这个可以彻底解决自己那内心深处不安情绪般答案的我,于是乎立马便鬼使神差的站起身来,二话不说的悄悄离开了自己工作的位置。
可我这番对自己来说明显是有些焦急不安的举止,落在身边这损友阴阳翔的眼里却是我耐不住诱惑,终于要朝王令发起争宠进攻了。
“去吧,二十七。

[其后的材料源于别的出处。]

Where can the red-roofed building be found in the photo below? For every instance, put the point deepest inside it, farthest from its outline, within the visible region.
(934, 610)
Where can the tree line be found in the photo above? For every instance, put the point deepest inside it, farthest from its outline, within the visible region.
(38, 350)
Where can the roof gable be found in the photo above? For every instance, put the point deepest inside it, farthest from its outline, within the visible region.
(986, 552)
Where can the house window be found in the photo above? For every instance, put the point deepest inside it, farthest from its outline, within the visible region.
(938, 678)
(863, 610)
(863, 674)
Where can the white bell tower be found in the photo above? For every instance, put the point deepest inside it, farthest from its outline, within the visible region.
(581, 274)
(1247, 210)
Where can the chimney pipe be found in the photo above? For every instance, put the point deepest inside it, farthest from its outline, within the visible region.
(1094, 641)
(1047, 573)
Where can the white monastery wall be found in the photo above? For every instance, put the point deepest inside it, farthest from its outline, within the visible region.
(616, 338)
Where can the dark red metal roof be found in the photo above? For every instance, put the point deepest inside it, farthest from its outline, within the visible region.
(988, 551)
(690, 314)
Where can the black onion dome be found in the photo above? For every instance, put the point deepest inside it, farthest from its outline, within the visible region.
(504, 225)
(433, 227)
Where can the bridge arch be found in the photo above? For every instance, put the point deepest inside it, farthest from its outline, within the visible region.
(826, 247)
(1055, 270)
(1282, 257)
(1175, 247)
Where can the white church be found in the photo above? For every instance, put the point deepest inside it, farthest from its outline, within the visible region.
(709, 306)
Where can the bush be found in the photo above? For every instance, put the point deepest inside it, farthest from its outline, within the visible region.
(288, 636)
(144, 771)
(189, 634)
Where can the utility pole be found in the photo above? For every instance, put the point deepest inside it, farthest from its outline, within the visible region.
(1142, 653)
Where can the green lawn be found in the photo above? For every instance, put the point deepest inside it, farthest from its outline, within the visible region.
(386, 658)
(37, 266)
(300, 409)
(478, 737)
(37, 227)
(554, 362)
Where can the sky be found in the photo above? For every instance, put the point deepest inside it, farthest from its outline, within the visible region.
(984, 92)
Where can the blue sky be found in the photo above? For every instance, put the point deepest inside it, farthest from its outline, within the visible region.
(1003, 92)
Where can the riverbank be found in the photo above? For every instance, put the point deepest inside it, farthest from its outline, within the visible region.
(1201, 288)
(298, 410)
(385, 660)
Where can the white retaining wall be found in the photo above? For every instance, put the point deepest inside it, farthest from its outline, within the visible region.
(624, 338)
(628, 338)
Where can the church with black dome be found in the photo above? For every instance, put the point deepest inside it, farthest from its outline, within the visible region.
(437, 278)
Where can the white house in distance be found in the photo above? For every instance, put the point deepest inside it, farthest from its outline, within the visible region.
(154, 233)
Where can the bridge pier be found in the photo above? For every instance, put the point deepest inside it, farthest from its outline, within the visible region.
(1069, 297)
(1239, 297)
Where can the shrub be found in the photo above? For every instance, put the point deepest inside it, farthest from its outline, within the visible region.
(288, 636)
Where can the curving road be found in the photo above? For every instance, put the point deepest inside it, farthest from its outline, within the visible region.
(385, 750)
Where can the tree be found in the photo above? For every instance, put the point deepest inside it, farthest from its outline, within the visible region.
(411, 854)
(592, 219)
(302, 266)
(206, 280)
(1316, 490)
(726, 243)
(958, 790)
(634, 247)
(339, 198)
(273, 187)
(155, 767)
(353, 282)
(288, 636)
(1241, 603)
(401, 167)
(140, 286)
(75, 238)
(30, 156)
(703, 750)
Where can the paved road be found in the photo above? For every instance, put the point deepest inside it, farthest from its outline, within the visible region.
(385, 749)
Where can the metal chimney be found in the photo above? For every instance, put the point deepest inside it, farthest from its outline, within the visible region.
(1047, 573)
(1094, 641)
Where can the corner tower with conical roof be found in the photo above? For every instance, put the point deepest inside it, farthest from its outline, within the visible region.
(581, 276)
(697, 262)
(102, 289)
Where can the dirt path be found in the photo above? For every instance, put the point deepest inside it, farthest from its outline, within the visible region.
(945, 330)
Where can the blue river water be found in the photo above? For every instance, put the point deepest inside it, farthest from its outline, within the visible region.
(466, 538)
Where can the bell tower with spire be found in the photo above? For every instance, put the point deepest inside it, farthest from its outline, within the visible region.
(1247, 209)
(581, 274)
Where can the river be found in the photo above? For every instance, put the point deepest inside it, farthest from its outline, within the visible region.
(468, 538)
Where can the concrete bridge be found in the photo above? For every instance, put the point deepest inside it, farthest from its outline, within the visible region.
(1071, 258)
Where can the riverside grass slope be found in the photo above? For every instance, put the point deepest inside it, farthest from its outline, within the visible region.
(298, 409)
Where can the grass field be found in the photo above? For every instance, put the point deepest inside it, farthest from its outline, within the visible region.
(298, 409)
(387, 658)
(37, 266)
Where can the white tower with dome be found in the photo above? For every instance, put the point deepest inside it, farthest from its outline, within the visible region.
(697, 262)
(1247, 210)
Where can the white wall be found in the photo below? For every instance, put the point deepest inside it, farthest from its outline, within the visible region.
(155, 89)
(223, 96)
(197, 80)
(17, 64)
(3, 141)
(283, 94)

一旦成功c位出道,不要忘了提拔下小的哈!”
我没有理会那屎哥阴阳翔的不明所以仿若不了解真相般吃瓜群众似得脑残挤兑。
而是而是下意识的不禁瞅了眼在我身旁另一处位置上的白杰。
我还没来得及小声朝他询问,旁敲侧推着看看能不能稍微探出点线索来,以便能稍微解释这在我心底里头的浓浓疑惑。
忽地!但见这白杰竟是朝我做了个嘘声的手势!
他要我保密什么?他到底要我保密什么?保密他是白无常的秘密?还是教我好自为之,保护好自己的小命?
恐惧是会漫延的从那白杰朝我所做的嘘声手势,透过空气,透过我那与他之间的无声般眼神交流,透过我那唰的一下从额头处缓缓淌过的一滴冷汗轨迹,然后弥漫进我的心扉,刺激着我那早已惶恐不安且焦虑的忐忑情绪。
此时此刻的我终于忍受不了,当下便火急火燎的行动了起来。
但我并没有朝王令的办公室走去,而是进了电梯往这聪达大厦第十四层赶去。
我知道那里有一处吸烟角,吸烟角处有一个垃圾筒,而那一包被自己用黑色塑料袋给一层层牢牢套着的大笔巨额公款就藏在这吸烟角处垃圾桶的后面。
没办法,当时的情况正是因为自己已经好几个月没拿到工资,而躲在那里吸烟发牢骚冷静思考到底要不要辞职的,却没想到赶巧被路过的王令给歪打正着般撞见。
而我也正巧彻底瞅清楚王令她正一边大口大口地抽着奶香味女士香烟,以及在她双手里正有一沓诱人平躺着的像是还未彻底数完的人民币。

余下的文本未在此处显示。